La commission souhaiterait donc le retrait de l'amendement, mais, auparavant, le Gouvernement pourra sans doute nous apporter quelques précisions complémentaires.
M. le président. Quel est l'avis du Gouvernement ?
M. Gérard Larcher, ministre délégué. Je ne sais pas si j'ai la capacité d'expertise nécessaire, car c'est en quelque sorte un nouveau chapitre du code de la construction et de l'habitation que nous propose M. Vanlerenberghe !
L'usufruit locatif offre, je le dis d'emblée, un schéma de cofinancement intéressant : il permet aux bailleurs HLM de réaliser des opérations relevant du PLS, le prêt locatif social, dans les zones de forte tension immobilière sans mobiliser leurs fonds propres et sans recourir à des subventions foncières ou à des subventions des collectivités locales.
L'usufruit locatif est déjà possible aujourd'hui en PLS. L'amélioration législative proposée consiste en fait, essentiellement, à introduire une garantie de relogement pour le locataire à la fin de la période de démembrement de la propriété, l'obligation de relogement étant mise à la charge de l'organisme HLM.
Cette garantie est destinée à lever les craintes des investisseurs personnes physiques, qui auraient ainsi la certitude que l'occupant libérera les lieux au terme des quinze années.
Cet amendement fait donc appel à un certain nombre de notions juridiques spécifiques et complexes, qu'il s'agisse de démembrement de propriété ou de garantie de relogement obligatoire. En conséquence, nous souhaiterions examiner à nouveau cet intéressant schéma dans le cadre du projet de loi « Habitat pour tous », qui viendra en discussion à l'automne, ce qui nous permettra de disposer de l'expertise préalable du Conseil d'Etat.
Monsieur Vanlerenberghe, je vous demande donc de retirer cet amendement, tout en prenant l'engagement, au nom du Gouvernement et après en avoir convenu avec Jean-Louis Borloo, puisque ce sujet relève de sa compétence directe, que le débat sur l'usufruit locatif sera repris.
M. le président. La parole est à M. Thierry Repentin, pour explication de vote.
M. Thierry Repentin. Nous reconnaissons quelques vertus à ce système - il s'agit en fait du système PERL, du nom de la société Pierre Epargne Retraite Logement - de l'usufruit locatif, dont beaucoup d'entre nous ont déjà eu à connaître.
Pour autant, il nous semble prématuré d'arrêter ce soir un dispositif, et cela pour des raisons tant de forme que de fond.

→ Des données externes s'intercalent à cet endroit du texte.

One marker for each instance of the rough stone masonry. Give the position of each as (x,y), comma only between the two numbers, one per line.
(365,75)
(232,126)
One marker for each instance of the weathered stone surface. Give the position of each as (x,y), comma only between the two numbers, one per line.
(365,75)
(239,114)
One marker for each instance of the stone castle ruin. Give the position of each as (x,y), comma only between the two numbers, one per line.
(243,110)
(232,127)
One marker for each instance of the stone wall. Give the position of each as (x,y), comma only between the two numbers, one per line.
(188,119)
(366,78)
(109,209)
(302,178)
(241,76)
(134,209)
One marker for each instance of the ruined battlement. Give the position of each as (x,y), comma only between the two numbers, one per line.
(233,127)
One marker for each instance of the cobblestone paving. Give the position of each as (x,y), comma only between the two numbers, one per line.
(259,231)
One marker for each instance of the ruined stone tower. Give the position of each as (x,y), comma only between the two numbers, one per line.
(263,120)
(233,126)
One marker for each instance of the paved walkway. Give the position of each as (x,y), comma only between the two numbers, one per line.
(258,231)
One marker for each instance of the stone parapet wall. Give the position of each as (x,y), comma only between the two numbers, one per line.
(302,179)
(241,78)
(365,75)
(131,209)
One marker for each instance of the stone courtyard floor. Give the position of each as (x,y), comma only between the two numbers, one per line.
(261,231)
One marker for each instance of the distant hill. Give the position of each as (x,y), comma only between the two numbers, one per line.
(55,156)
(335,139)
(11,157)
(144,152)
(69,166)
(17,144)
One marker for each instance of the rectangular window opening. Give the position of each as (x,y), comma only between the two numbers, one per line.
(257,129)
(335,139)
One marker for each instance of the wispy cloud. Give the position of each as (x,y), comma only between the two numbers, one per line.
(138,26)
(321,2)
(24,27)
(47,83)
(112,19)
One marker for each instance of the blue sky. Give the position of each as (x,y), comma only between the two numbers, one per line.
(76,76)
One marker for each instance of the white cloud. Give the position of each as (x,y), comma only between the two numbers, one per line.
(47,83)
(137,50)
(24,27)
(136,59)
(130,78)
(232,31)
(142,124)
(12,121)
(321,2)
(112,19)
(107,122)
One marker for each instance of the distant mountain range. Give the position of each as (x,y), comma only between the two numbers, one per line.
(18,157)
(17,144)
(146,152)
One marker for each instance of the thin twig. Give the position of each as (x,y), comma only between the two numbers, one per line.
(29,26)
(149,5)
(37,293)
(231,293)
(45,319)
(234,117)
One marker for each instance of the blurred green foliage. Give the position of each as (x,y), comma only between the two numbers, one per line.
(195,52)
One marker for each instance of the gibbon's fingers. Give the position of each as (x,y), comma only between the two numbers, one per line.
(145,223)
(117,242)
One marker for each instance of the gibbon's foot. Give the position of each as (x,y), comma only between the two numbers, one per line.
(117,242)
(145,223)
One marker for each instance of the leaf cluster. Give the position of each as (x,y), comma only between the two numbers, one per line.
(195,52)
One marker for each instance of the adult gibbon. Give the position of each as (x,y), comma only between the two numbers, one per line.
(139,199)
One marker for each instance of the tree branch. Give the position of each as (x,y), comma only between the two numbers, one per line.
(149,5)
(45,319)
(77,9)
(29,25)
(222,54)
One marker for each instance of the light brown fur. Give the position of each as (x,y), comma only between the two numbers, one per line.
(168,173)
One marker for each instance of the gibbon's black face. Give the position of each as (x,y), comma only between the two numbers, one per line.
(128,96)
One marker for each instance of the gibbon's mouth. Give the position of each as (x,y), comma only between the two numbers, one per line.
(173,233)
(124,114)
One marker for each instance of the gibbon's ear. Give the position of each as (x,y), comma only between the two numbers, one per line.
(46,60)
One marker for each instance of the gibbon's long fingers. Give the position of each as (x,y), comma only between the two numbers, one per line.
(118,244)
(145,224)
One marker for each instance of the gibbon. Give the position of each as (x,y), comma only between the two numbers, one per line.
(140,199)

D'abord, pour ce qui est de la forme, nous examinons un texte relatif aux services à la personne et non pas un texte relatif au logement, même si, en fin de lecture à l'Assemblée nationale, et de façon assez subreptice, le Gouvernement a introduit par voie d'amendement quatre articles sur le logement, dont trois nous posent aujourd'hui quelques difficultés.
C'est donc en fait une sorte de cavalier législatif que vous nous présentez, monsieur Vanlerenberghe.
Sur le fond, ensuite, on ne voit pas forcément très bien l'intérêt de multiplier dès ce soir des produits qui ne permettent pas de pérenniser pour un certain temps un parc locatif : quinze ans pour l'usufruit locatif tel qu'il nous est proposé dans cet amendement, de neuf à quinze ans pour le « Robien », le « Robien social » et le conventionnement privé.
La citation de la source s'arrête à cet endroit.